MOVIE REVIEW: HOME ALONE: THE HOLIDAY HEIST (2012)

Ten years after Home Alone 4 blew up in their faces, Fox Television Studios and the ABC Family Channel thought they could get away with another TV-movie installment of the Home Alone franchise. Featuring another shift away from the McCallister family, The Holiday Heist takes the most basic Home Alone formula and gives it a 21st Century makeover. It’s a bare bones makeover though, as it is still working with a TV-movie budget. While it repeats some of the mistakes of the lesser sequels, it does a few things better.

The Baxter family just moved across the country from California to Maine. Their children spend more time on their phones and video games than they do out in the fresh air, and the kids both agree that the new house is kind of creepy. While young Finn Baxter is freaked out about the local ghost stories about his new home, a trio of bandits have their sights on the home, believing it to contain a hidden room with a valuable painting inside. The thieves move in on the house on a night when the children are there alone while their parents are at a company Christmas party. Finn must use a little ingenuity to ward off the bad guys.

While a Home Alone sequel will never be Home Alone without Macaulay Culkin, I appreciate the back-to-basics approach to this film. One complicating factor in the success of this and any future Home Alone movie is the state of 21st Century technology. Cell phones are ubiquitous, and home security systems make a burglar's calling much more difficult. It’s not just ‘cut the phone lines and kill the power’ anymore.
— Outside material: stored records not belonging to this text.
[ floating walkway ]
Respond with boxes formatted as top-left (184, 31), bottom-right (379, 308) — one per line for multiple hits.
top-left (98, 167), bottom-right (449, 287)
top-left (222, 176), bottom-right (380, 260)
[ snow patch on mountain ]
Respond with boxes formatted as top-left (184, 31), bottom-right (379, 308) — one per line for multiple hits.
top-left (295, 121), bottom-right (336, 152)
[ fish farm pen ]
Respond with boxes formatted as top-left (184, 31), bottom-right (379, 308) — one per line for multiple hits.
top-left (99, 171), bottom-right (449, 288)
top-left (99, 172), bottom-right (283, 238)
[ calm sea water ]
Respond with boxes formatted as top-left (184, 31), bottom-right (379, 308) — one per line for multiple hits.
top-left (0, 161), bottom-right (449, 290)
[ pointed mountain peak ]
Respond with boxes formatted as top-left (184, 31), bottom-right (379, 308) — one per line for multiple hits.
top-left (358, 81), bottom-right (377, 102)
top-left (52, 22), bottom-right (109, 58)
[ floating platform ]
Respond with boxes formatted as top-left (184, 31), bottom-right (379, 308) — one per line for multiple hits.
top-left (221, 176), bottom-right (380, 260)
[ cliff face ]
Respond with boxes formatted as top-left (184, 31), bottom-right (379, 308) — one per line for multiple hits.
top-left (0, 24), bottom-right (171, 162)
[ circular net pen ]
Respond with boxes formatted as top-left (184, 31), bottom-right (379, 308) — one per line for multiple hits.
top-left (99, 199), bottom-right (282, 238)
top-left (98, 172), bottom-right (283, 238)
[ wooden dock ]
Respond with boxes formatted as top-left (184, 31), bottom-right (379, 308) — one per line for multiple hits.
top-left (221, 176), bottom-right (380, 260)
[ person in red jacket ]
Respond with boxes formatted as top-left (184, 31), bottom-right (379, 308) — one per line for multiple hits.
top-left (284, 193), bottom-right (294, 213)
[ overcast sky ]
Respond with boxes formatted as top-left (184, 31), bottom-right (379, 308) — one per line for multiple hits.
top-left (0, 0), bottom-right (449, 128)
This movie works around some of that having the lone cell phone in the house locked in a secret basement room with the older sibling (no signal), and the family being so new to the neighborhood that the Baxters don’t have any connections yet to check in on their kids while they’re at the Christmas party.

The film infuses some gaming culture into the mix, which may or may not work for you, depending on where you fall on the continuum of embracing video gaming. My family doesn’t play video games, so I saw the utility of what they tried to do, but I’m not on board with elevating video gamers to a heroic level like they are here. Finn has a ‘friend’ named Simon that he plays multi-player online games with. They’ve never met, and Simon is an adult (stereotypically living in a tiny single-man-with-no-life style apartment), but he is concerned enough when Finn informs him of the burglar situation that he finds ways to alert Finn’s parents and the authorities.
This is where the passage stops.